President Joe Biden has designated Jessica Rosenworcel to be the acting chairman of the Federal Communications Commission. If she gets the job permanently, that would make her the first female to lead the 86-year-old regulatory body. She is the second woman to be named acting chair, following Mignon Clyburn.
“I am honored to be designated as the Acting Chairwoman of the Federal Communications Commission by President Biden,” Rosenworcel said. “I thank the President for the opportunity to lead an agency with such a vital mission and talented staff. It is a privilege to serve the American people and work on their behalf to expand the reach of communications opportunity in the digital age.”
Rosenworcel replaces outgoing chairman Ajit Pai, who resigned his post on Wednesday to coincide with Biden’s inauguration.
Rosenworcel, a Democrat, figures to be a polar opposite from Pai. For starters, she is a staunch supporter of net neutrality laws enacted during the Obama administration, which under Pai were controversially repealed in 2017.
Rosenworcel will preside over a deadlocked commission that features two Democrats and two Republicans, with Trump’s nominee Nathan Simington getting confirmed by Congress just before the outgoing president’s term expired. Biden will be able to pick the seat vacated by Pai, which will likely give the Democrats a 3-2 majority. The other current FCC commissioners are Democrat Geoffrey Starks and Republican Brendan Carr.

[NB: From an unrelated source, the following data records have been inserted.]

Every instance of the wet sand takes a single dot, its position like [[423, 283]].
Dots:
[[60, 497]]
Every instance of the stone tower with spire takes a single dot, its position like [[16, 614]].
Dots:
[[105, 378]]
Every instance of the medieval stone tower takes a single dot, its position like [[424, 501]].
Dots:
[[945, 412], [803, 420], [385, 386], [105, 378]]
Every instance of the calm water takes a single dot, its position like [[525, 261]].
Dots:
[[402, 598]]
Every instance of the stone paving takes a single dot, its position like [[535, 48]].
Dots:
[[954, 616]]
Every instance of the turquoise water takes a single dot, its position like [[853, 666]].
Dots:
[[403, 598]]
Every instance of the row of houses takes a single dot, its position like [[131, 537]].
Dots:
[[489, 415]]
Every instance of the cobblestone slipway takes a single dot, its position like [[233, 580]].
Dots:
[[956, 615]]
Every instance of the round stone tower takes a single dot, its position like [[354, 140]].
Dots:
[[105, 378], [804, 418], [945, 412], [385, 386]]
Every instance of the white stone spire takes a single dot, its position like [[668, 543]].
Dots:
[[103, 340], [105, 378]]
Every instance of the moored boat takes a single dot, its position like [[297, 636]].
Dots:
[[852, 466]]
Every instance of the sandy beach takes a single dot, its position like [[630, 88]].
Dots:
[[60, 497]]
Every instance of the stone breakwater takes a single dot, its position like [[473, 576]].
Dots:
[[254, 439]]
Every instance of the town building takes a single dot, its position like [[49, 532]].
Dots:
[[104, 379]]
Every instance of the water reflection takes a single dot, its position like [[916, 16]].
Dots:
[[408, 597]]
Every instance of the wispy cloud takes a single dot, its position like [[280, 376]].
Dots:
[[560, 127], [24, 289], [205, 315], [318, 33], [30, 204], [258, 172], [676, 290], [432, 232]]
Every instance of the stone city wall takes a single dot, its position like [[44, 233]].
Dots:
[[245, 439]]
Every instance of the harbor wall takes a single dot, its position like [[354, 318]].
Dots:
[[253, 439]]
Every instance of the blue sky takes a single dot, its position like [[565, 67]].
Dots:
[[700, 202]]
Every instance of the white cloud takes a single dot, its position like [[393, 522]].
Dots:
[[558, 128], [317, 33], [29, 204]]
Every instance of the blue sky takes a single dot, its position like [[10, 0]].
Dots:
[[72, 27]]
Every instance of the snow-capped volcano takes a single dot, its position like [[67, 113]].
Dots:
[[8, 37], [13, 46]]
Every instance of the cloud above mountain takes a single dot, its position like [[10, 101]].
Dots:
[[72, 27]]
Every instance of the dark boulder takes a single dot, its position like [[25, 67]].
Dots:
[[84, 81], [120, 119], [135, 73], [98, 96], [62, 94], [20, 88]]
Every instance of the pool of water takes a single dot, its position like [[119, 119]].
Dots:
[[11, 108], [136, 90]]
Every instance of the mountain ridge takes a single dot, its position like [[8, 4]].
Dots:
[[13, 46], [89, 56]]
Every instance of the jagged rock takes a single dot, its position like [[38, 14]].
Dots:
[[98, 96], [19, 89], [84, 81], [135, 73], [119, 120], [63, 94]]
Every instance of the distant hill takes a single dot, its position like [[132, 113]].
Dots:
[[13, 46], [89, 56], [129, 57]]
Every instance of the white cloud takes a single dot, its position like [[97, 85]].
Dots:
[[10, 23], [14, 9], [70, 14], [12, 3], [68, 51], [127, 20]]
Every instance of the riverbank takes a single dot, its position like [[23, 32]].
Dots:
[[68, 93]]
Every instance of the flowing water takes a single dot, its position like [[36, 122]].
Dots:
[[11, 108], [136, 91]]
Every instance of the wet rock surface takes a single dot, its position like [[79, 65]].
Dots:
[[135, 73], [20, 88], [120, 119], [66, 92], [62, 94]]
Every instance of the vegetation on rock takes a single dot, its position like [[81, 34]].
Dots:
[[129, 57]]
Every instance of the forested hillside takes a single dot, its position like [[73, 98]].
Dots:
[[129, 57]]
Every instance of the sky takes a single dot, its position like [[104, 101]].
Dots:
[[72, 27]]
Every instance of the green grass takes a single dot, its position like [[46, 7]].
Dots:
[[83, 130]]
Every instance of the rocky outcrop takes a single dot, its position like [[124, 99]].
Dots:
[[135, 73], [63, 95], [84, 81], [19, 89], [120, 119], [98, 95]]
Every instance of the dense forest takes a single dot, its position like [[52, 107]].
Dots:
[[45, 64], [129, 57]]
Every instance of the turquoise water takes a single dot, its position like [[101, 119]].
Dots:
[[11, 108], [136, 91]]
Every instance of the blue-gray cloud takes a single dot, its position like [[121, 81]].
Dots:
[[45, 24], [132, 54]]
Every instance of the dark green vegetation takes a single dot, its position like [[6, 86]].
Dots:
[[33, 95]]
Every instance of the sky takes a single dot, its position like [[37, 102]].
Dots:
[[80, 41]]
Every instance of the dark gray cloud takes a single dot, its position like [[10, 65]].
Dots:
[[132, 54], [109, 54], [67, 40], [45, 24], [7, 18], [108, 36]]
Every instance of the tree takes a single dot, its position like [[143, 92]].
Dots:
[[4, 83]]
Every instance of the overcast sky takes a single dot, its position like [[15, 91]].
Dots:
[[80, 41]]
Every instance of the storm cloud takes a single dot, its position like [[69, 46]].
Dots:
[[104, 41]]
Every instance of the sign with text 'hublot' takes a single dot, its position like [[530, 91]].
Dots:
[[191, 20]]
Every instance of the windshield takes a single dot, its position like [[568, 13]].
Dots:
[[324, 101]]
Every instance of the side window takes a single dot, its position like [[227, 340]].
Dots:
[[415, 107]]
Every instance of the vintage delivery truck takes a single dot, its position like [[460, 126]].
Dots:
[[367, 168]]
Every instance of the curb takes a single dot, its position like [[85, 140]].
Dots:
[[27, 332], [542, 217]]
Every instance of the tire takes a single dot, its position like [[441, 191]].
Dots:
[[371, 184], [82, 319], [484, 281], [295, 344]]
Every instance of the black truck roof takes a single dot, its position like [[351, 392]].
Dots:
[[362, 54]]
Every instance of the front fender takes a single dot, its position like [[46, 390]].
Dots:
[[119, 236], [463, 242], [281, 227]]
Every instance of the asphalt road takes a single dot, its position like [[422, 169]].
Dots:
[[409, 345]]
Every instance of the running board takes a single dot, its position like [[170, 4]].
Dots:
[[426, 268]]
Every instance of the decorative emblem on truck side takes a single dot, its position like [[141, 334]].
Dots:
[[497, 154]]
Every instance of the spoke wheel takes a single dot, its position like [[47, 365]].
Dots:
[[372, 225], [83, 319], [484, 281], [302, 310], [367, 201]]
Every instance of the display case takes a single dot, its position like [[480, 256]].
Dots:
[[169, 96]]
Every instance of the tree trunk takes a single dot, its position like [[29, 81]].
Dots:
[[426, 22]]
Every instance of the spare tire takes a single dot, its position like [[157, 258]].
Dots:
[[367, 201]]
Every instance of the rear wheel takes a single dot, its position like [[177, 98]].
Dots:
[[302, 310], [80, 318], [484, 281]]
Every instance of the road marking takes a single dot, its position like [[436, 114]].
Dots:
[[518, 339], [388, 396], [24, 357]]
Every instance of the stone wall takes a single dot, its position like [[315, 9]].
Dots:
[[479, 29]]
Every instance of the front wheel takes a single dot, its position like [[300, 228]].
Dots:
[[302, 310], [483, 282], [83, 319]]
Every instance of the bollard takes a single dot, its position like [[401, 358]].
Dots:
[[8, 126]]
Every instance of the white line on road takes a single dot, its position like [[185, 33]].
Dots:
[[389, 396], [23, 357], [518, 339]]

Rosenworcel has technically served two separate times on the commission. Her first was under Barack Obama from 2012-2017. Though Obama had renominated her in 2015, she was not confirmed by the Republican-controlled Senate, but was able to serve until 2017 (Commissioners are allowed to continue serving until the appointment of their replacements, but not beyond the end of the next session of Congress following the expiration of their term). Donald Trump then renominated her later in 2017, and she was confirmed.